Ai sensi dell’art. 9 della DQA e degli articoli 119 e 154 del decreto legislativo n. 152/2006, al fine di incentivare un uso razionale della risorsa e concorrere al conseguimento degli obiettivi di qualità previsti dalla medesima direttiva, il canone di concessione, definito per ogni uso, deve essere determinato, fatte salve le disposizioni delle regioni a statuto speciale e delle Province autonome di Trento e Bolzano ove compatibili con la normativa eurounitaria, tenendo conto: della quantità d’acqua prelevata (fattore di proporzionalità) e della quantità e qualità di risorsa restituita (art. 9 del regio decreto 11 dicembre 1933, n. 1775 come modificato dall’art. 96 del decreto legislativo n. 152/2006); delle variabili che sintetizzano aspetti che influiscono sul raggiungimento degli obiettivi della DQA (fattore correttivo), come di seguito definiti.
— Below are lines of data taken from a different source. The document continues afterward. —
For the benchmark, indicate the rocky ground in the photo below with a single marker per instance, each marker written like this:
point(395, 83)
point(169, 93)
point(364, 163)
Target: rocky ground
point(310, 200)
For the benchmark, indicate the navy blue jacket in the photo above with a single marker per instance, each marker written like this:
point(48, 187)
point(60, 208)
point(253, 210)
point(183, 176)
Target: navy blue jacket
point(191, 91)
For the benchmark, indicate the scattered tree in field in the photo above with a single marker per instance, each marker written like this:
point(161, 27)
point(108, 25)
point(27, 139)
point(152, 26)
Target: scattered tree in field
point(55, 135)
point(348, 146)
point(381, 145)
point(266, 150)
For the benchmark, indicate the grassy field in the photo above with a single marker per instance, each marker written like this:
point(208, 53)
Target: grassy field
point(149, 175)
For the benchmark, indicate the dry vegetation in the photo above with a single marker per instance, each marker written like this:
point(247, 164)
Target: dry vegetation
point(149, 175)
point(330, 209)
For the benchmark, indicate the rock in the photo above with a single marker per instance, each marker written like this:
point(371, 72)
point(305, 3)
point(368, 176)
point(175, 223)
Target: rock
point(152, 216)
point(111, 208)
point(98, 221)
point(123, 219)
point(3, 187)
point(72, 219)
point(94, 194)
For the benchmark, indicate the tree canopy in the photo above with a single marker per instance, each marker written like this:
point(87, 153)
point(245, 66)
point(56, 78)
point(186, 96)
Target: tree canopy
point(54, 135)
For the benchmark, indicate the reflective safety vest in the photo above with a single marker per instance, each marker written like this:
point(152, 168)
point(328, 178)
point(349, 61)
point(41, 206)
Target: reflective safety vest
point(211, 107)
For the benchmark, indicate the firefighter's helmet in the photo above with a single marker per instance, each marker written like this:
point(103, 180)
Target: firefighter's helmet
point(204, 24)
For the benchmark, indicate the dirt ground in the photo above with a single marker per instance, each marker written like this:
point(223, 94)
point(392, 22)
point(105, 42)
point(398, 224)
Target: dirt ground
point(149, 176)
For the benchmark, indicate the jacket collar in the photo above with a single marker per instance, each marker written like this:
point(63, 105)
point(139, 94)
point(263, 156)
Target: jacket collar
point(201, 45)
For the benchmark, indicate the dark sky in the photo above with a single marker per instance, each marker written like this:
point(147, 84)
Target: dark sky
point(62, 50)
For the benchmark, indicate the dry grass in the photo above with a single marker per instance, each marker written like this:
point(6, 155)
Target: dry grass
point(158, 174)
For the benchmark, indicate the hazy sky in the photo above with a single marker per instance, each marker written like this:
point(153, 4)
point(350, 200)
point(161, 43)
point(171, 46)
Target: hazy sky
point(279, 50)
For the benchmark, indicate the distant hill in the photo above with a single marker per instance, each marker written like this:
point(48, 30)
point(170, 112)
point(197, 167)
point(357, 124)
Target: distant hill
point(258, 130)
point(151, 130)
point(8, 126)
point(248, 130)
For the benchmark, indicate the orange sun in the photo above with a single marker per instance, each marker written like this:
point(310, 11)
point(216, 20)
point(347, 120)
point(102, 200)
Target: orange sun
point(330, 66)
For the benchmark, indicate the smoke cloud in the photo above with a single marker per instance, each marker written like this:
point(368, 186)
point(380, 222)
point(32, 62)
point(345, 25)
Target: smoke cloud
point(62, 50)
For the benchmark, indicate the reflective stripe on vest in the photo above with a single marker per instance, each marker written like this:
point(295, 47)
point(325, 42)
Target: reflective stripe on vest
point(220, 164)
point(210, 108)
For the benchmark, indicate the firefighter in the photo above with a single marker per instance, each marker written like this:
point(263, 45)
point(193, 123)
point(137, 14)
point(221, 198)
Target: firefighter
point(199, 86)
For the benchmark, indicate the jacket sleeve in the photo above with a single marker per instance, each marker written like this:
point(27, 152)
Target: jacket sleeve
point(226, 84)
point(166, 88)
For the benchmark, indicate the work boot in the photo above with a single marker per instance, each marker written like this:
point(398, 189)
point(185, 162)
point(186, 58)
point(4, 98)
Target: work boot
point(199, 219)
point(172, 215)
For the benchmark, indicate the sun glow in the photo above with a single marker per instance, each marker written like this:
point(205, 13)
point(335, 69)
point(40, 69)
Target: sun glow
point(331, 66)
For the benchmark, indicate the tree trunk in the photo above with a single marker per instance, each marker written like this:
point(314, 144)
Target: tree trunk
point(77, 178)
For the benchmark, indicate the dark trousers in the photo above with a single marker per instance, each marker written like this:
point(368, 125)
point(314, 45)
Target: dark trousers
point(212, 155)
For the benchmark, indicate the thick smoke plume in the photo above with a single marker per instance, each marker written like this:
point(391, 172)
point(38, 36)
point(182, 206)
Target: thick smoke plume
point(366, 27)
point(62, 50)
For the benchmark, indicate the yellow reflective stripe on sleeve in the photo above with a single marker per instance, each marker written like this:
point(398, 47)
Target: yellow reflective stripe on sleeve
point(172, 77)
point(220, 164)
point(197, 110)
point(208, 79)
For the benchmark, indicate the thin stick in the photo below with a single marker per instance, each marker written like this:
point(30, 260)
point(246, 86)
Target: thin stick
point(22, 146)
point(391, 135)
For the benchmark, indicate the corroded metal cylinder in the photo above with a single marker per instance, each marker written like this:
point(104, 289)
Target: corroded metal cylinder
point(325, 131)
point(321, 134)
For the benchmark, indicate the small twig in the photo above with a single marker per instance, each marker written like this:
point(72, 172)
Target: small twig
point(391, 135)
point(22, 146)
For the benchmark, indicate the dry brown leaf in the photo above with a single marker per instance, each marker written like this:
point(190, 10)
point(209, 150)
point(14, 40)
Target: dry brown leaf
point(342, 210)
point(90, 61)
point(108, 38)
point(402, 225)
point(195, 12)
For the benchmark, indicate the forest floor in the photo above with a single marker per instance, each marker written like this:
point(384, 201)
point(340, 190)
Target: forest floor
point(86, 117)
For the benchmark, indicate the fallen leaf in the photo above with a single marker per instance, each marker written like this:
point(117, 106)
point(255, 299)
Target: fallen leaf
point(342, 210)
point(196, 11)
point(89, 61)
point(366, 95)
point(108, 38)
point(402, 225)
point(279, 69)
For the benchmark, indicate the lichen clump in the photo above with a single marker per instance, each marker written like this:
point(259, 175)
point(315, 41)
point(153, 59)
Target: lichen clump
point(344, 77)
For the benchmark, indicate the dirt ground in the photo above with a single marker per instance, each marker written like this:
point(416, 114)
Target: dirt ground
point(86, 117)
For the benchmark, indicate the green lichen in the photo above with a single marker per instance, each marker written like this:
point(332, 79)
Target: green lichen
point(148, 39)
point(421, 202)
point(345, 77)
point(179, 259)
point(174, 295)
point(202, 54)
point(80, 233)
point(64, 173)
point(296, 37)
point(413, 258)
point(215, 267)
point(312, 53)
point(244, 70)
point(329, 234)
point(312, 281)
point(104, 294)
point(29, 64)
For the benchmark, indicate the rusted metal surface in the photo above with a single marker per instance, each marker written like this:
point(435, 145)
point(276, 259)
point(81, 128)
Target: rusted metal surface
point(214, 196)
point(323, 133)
Nella determinazione del fattore correttivo occorre tener conto almeno:
a) del rischio correlato alla derivazione di non raggiungimento degli obiettivi ambientali, così come definito dalle direttive emanate dalle autorità di bacino distrettuali in applicazione del DD 29/2017;
b) dell’impatto che la restituzione puntuale a valle dell’uso esercita sul corpo idrico ricettore, in termini di eventuale ostacolo al raggiungimento o al mantenimento degli obiettivi ambientali;
c) della sussistenza di rilasci atti a garantire portate maggiori rispetto a quelle necessarie a garantire il deflusso ecologico a valle della derivazione stessa e di altre eventuali esternalità positive. Per le nuove concessioni di derivazione il canone di derivazione dovrà tener conto di quanto sopra specificato. Il decreto sancisce l’obbligo di registrazione dei volumi di acqua oggetto di consumo tramite il ricorso a strumenti di controllo come i misuratori e sottolinea l’importanza di garantire la qualità delle acque in attesa dell’attuazione del piano laghetti e delle misure necessarie per garantire la disponibilità di acque a partire dalla manutenzione delle dighe, che dovrebbe declassificare i residui non considerandoli come rifiuti. Il provvedimento deve essere, quindi, contestualizzato rispetto alla finalità di fornire delle indicazioni che armonizzino la gestione del consumo delle acque per i diversi usi nelle regioni, riconoscendo altresì l’importanza dell’agricoltura e, quindi dell’uso irriguo, alla quale viene riconosciuto un regime di favore concedendo la possibilità di prevedere, a livello locale, una riduzione del canone di derivazione per tale uso, in presenza di un sistema di misurazione dei volumi e nel caso in cui lo stato del corpo idrico interessato dal prelievo sia buono.